问题
I am trying to stream large content (say 200 MB) of formatted data to PDF with minimal memory footprint (say 20 MB per Client/Thread). The PDF structure is written in Adobe postscript and it is complex to directly write in PDF postscript format. I have been using the following APIs to stream content to PDF.
- Jasper Reports
- iText
The problem I am facing with Jasper reports is that it needs all the input data to be taken into in-memory and only supports OutputStream. There is a function supporting InputStream of data in Jasper Reports but in the backend Jasper loads the whole of the InputStream data into the memory and effectively exhausting the memory.
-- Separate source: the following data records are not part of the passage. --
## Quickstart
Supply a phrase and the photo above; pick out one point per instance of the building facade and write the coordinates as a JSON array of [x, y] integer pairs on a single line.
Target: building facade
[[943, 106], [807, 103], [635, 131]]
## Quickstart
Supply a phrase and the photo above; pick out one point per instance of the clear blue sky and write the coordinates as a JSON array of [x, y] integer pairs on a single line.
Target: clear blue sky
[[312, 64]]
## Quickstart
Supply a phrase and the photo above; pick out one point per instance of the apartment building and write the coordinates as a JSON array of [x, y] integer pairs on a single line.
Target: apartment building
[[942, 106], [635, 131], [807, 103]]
The problem with iText is that it is commercial. I am now looking to write my own Java API to stream formatted data including tables, images to PDF directly. I have referred the following books to understand the PDF structure:
- Pdf Structure by Adobe
- Pdf Explained (O'REILLY)
The above books cover only the basic PDF formatting such as Text and 2D Graphics. How do I draw tables, icons, and all other formatting that I am able to generate with HTML/CSS into the PDF?
I need some pointers on understanding the PDF structure in depth. Or, is there already a Java API which supports direct streaming of input content to PDF without holding the entire data in memory?
Note: Headless browsers (PhantomJS, wkhtmltopdf), Apache FOP, Apache PdfBox renders PDF by loading the entire data in memory.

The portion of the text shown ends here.